The AMO has forwarded a white paper on the issue to Attorney General Chris Bentley. It points out that the act states: “Where damages have been caused or contributed to by the fault or neglect of two or more persons . . . and, where two or more persons are found at fault or negligent, they are jointly and severally liable to the person suffering the loss or damage. . . .”

That provision may force a defendant deemed as little as one per cent at fault to pay an entire damage award when other defendants can’t pay their share.

“As ‘deep pocket’ defendants with seemingly limitless public resources at their disposal through the power of taxation, municipalities have often become the targets of litigation when other defendants do not have the means to pay high damage awards,” the AMO document states.

Moreover, the one-per-cent rule often forces municipalities to make out-of-court settlements in order to steer clear of costly litigation.

Claims against municipalities can arise in the context of motor vehicle accidents, road safety, building inspections, and facility and event safety, according to the AMO.

The association’s white paper cites a 2007 case in which an unnamed eastern Ontario municipality was found 25-per-cent liable for an incident in which a drunk driver struck a boy.

The case settled at $8.3 million in damages, but because the driver’s insurance covered only $1 million, the municipality had to pay about $6.3 million.

Ontario’s approach contrasts with dozens of U.S. states that have introduced proportionate liability.
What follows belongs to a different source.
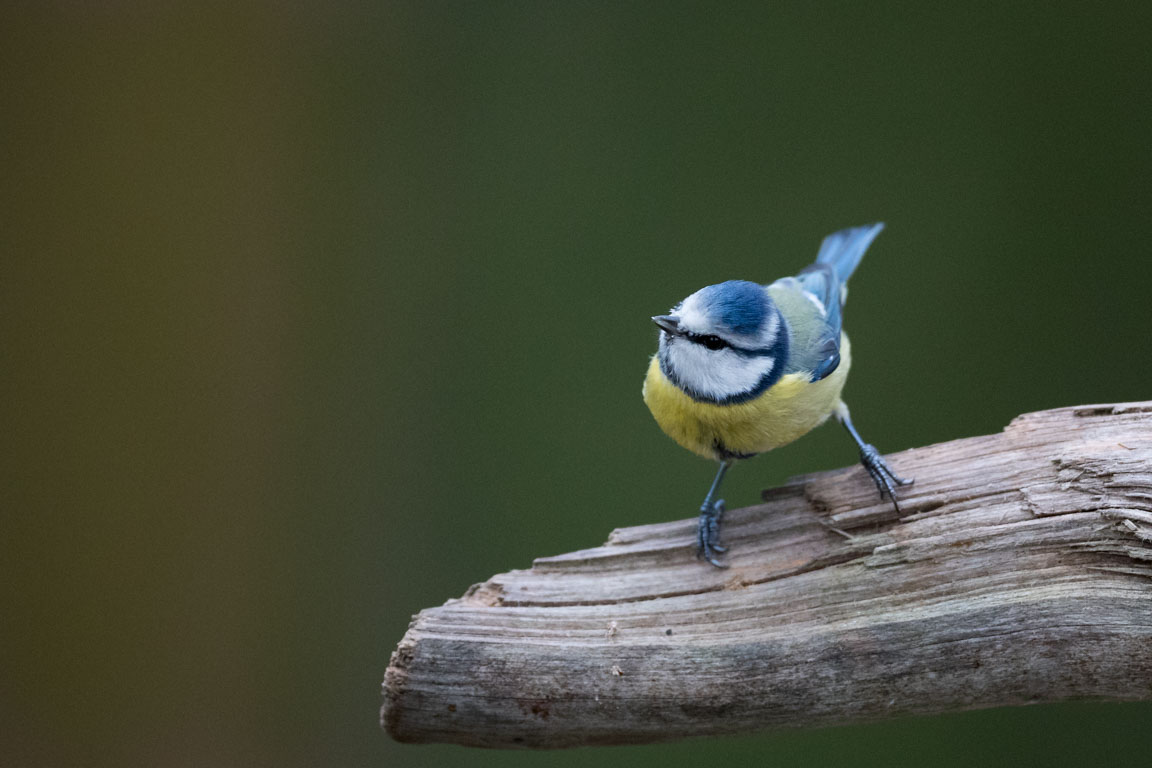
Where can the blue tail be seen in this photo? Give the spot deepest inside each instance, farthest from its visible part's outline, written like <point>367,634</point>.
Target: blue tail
<point>844,249</point>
The AMO calls the approach here “archaic” and suggests that “the law has evolved over hundreds of years by default as a result of the combined effect of technical and often primitive concepts of tort law.”

If the law doesn’t change, citizens will be the ones to suffer as cities and towns have to cut public services to minimize liability and insurance costs, the paper suggests.

Meanwhile, Sandberg says the stakes as a result of joint and several liability are even higher for smaller municipalities.

“If a municipality is small and has an annual budget of $20 million or $25 million and then is made responsible for a $10-million claim, that’s a huge and financially devastating effect on that particular municipality,” he says.

“I’m not suggesting that a municipality like the City of Toronto is any better, but the larger one is, the greater the ability to absorb some of that additional cost.”

Cheryl Woodin, a partner at Borden Ladner Gervais LLP in Toronto who handles cases involving municipal liability, says she supports efforts to reform the legislation.

“I think all of us are uncomfortable with the idea of a plaintiff who is blameless not being able to recover,” she says. “But we’re equally uncomfortable with the idea of a municipality - taxpayers - funding that gap.”

At the same time, she says there are few cases in which municipalities have had to pay lopsided damages due to joint and several liability. That’s because the courts have generally conducted proper analyses on negligence before apportioning blame, according to Woodin.

“For the most part, what you see is an analysis of municipal exposure on the law as we understand it - very hearty debates about whether there’s a duty, whether something is too remote, whether it’s a policy function and therefore immune from liability,” she says. “There continues to be a very vigorous analysis of that from our courts, which is all we can ask for.”

The bottom line for the AMO, says Sandberg, is that the legislation must change to create more equitable payouts.

“What we’re trying to accomplish and are speaking to the province about is having claims settled in the apportioned responsibility as determined by the courts,” he says. “So if there’s a $10-million settlement for an injury, and the municipality is found 10-per-cent liable, then it’s a $1-million payment to the settlement.”

Municipalities hope to see reforms to reflect that principle by the end of the provincial Liberal government’s current mandate.
“It’s an ongoing issue. The province has shown a willingness to discuss this with us,” says Sandberg.